Hunger and sickness beset Gaza amid Israeli air strikes
Gaza's 1.5 million residents are facing an "alarming" humanitarian situation under constant Israeli bombardment, with the main power plant shut down, overcrowded hospitals struggling to cope and very limited food supplies, UN officials said.
UN humanitarian chief John Holmes said the power plant shut down on Tuesday because Israel has blocked fuel delivery.
This has forced hospitals to use generators, which have limited fuel supplies, and left many of the 650,000 people in central and northern Gaza with power cuts of 16 hours a day or more, he said. "On the humanitarian side," Holmes said, "the situation remains alarming".
"Hospitals are obviously still struggling very much to cope with the number of casualties. We have continued to get some medical supplies in and to help them cope, but this remains difficult and fragile," he told reporters at UN headquarters.
Karen Abu Zayd, commissioner of the UN Relief and Works Agency which helps Palestinian refugees, told reporters by video link from Gaza that the agency has not distributed any food for two weeks because of the shortage of supplies and the Israeli bombardment.
"I think that means that 20,000 people a day have been without food that they expect – and probably is the bulk of what they get. It's not just the flour, but it's the protein source, either lentils or tinned meat and the sugar and milk powder and oil," she said. "So people are doing pretty badly. Everyone we know is sharing whatever they have, not just with their families but with their neighbors," Abu Zayd said.
"People are not eating what they used to. That's simply what's happening.
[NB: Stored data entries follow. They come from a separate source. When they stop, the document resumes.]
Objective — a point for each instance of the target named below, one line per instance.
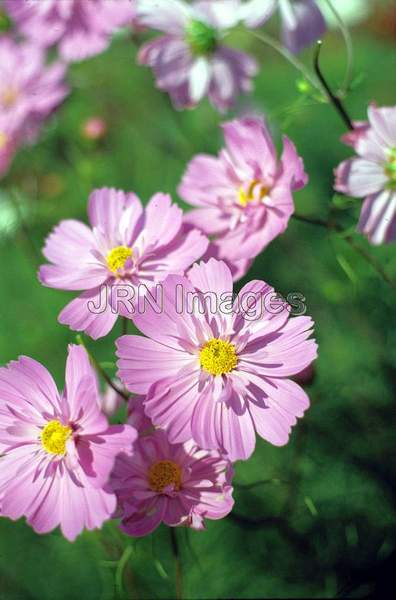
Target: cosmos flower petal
(79, 317)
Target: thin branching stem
(96, 365)
(297, 64)
(176, 555)
(349, 49)
(356, 247)
(335, 101)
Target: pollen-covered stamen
(254, 191)
(164, 473)
(117, 258)
(54, 437)
(218, 357)
(201, 38)
(390, 169)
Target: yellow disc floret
(390, 169)
(117, 258)
(218, 357)
(255, 189)
(163, 474)
(54, 437)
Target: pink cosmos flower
(127, 252)
(8, 146)
(215, 370)
(57, 450)
(190, 61)
(302, 24)
(29, 90)
(244, 196)
(81, 28)
(372, 174)
(177, 484)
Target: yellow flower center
(218, 357)
(164, 473)
(117, 258)
(390, 169)
(9, 96)
(54, 437)
(255, 190)
(3, 140)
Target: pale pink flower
(302, 24)
(30, 90)
(56, 449)
(128, 250)
(372, 174)
(8, 147)
(177, 484)
(217, 370)
(191, 61)
(81, 28)
(244, 197)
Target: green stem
(334, 100)
(358, 249)
(297, 64)
(176, 554)
(125, 323)
(101, 371)
(250, 486)
(35, 253)
(349, 48)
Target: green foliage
(326, 518)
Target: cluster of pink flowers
(30, 89)
(29, 92)
(79, 28)
(191, 61)
(372, 175)
(213, 368)
(207, 378)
"We haven't seen widespread hunger. We do see for the very first time – I've been here for eight years – people going through the rubbish dumps looking for things, people begging which is quite a new phenomenon as well," she said.
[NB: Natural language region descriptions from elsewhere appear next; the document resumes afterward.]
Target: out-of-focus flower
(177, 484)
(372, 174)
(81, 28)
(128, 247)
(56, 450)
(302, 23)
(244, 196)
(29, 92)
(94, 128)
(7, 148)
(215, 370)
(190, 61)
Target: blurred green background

A spokesman for President George W Bush, Gordon Johndroe, told reporters in Texas that American officials are seeing "a good flow" of medical and food supplies into Gaza.
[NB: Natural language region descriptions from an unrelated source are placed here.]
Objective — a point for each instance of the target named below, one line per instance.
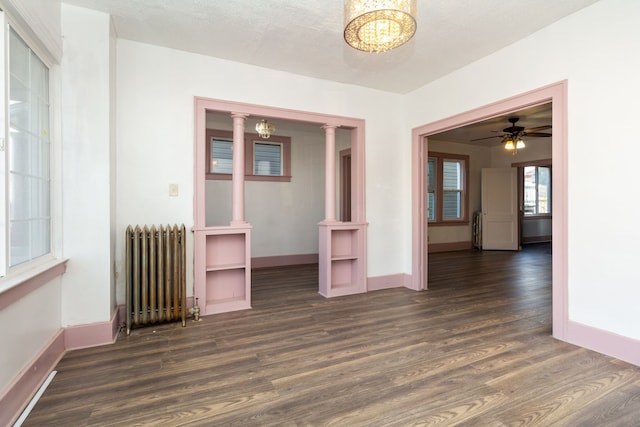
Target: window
(221, 156)
(447, 182)
(26, 156)
(537, 190)
(264, 160)
(267, 159)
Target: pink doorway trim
(556, 94)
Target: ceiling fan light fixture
(379, 25)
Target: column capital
(236, 115)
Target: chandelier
(265, 129)
(379, 25)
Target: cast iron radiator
(155, 275)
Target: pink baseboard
(388, 282)
(614, 345)
(25, 385)
(449, 247)
(92, 335)
(282, 260)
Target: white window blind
(267, 159)
(452, 180)
(431, 189)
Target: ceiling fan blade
(537, 134)
(538, 129)
(488, 137)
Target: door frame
(556, 94)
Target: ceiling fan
(515, 133)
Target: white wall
(156, 89)
(87, 166)
(594, 49)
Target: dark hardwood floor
(475, 349)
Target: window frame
(249, 141)
(550, 198)
(439, 190)
(11, 276)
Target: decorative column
(330, 173)
(237, 177)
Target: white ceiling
(306, 36)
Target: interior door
(499, 208)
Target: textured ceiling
(305, 36)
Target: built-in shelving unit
(342, 259)
(223, 274)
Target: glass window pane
(431, 175)
(267, 159)
(452, 205)
(544, 190)
(221, 156)
(28, 154)
(431, 206)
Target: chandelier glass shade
(265, 129)
(379, 25)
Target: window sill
(447, 223)
(227, 177)
(22, 283)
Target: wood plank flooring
(475, 349)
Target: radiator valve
(196, 311)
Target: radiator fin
(155, 275)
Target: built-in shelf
(223, 272)
(342, 259)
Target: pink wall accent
(451, 246)
(387, 282)
(24, 386)
(555, 93)
(283, 260)
(330, 173)
(93, 334)
(605, 342)
(237, 204)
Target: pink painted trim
(283, 260)
(555, 93)
(449, 247)
(93, 334)
(604, 342)
(30, 284)
(391, 281)
(17, 395)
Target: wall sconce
(265, 129)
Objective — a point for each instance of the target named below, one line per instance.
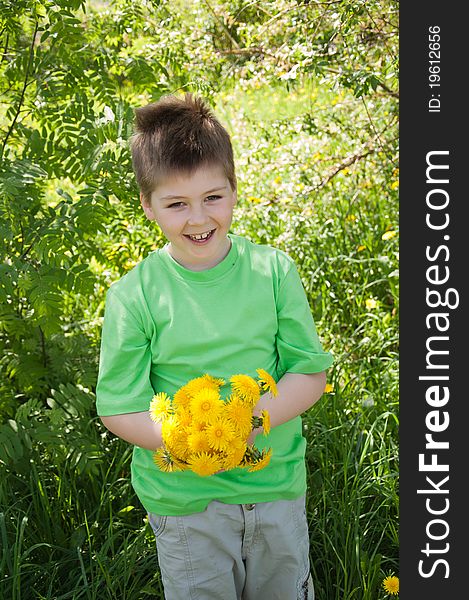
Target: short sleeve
(125, 361)
(298, 344)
Abu Zayd stressed, however, that UNRWA needs 100 trucks of flour a day to meet the needs of refugees.
But she said Israel has closed down the Karni crossing, the main gateway for cargo into Gaza where it is normally delivered, for security reasons.
She said UNRWA was told by the Israeli humanitarian co-ordinator that all other crossings are not open because "there is intelligence about serious preparations for security operations".
"We wonder if it's serious enough to really keep things completely closed and to keep people on their edge of subsistence," she said.
Holmes said "the major needs, apart from medical supplies, remain… grain and wheat flour and fuel – also cash would be very helpful to enable people to buy supplies." He said the Israelis have been "co-operative in principle about these supplies but we need to see more results."
UNRWA launched an emergency appeal on Tuesday for $34 million (Dh124m) for food, medical supplies and other goods, he said, and "there are good indications that the donors will respond generously".
On the infrasturcture side, Holmes said damage has been limited so far, but two major wells have been hit along with schools and some UN facilities.
Five mosques were also hit by Israeli bombs, Abu Zayd said. Both Holmes and Abu Zayd said the bombing has taken a psychological toll.
Abu Zayd said UN staff members "try to tell their children that the bombing is a wedding and somebody's celebrating".
"The children, of course, know that there's something wrong because they're not going to school," she said. "They were supposed to take their exams this week," said Abu Zayed.
"Everyone is just traumatised by what's happening each day, and also their worries about the future, because they don't know what's going to happen next... they're just expecting the worst," Abu Zayd said.